Currently Emoting: :
Currently Consuming:: VoL -- Struggleville
Thanks to the vast and cheerful overconfidence of one of my professors, I suppose I will be one of the "experts" answering questions on evangelicalism before the American Jewish Committee in a couple of weeks. The scary part is that I barely qualify as evangelical and seem to spend roughly half of my time desperately trying to escape from evangelicalism.
When I pointed this out to the professor in question, he explained that he had thought of me in part because he wanted to "stretch" the AJC's perspective of evangelicals. "For starters," he quipped, "I'm a Democrat."
Well, well. Looks like he stretched my perspective on evangelicals right there ;)
January 2nd, 2005
Currently Emoting: :
Currently Consuming:: Vigilantes of Love -- Locust Years
A couple of months ago I broke down and took advantage of the "free domain registration for readers of [a certain webcomic that shall remain nameless]!" offer I had sitting in my "to do some time" box o' stuff and since then there's been www.locustyears.com* -- the obligatory web-presence, the $5/month distinguishing characteristic between higher and lower primates (... the former being clearly superior by virtue of the knowledge that they don't *have* to shell out $5/month to be present on the web), the first domain I've ever owned and first website since my college days. Huzzah!
So, for now, there's nothing. Or rather -- there's merely a placeholder making empty promises for weeks on end. Ultimately, my aspiration is to wrangle a blog in place there that's a bit more polished, a touch more read-able and maybe a little lower on the emotional projectile vomiting, if you catch my drift. For now, though, that's purely academic ...

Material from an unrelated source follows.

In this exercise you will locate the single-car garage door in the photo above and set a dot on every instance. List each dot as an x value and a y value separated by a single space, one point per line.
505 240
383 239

* The name, by the by, is a blatant song-reference, harkening back to Bill Mallonee's "Slow Dark Train
" album and its wonderful opening tune "Locust Years."
Currently Emoting: :
Currently Consuming:: Bill Mallonnee -- My Year in Review
I am frequently thoroughly embarrassed by what the Church does, says or looks like. This morning, however, I was both honored and humbled by being able to sit under leaders, each of whom had already given $1,000 to the tsunami victims in Asia, to sit in the midst of a group of people who during the 9:00AM service gave in excess of $43,000 to the same cause, who over the course of one day and three services will hopefully be able to contribute more than $100,000 thereto. Reports of the death of the Macedonian spirit in our congregations are apparently exaggerated.
"Now, friends, I want to report on the surprising and generous ways in which God is working in the churches in Macedonia province. Fierce troubles came down on the people of those churches, pushing them to the very limit. The trial exposed their true colors: They were incredibly happy, though desperately poor. The pressure triggered something totally unexpected: an outpouring of pure and generous gifts. I was there and saw it for myself. They gave offerings of whatever they could--far more than they could afford!- pleading for the privilege of helping out in the relief of poor Christians.
This was totally spontaneous, entirely their own idea, and caught us completely off guard. What explains it was that they had first given themselves unreservedly to God and to us. The other giving simply flowed out of the purposes of God working in their lives."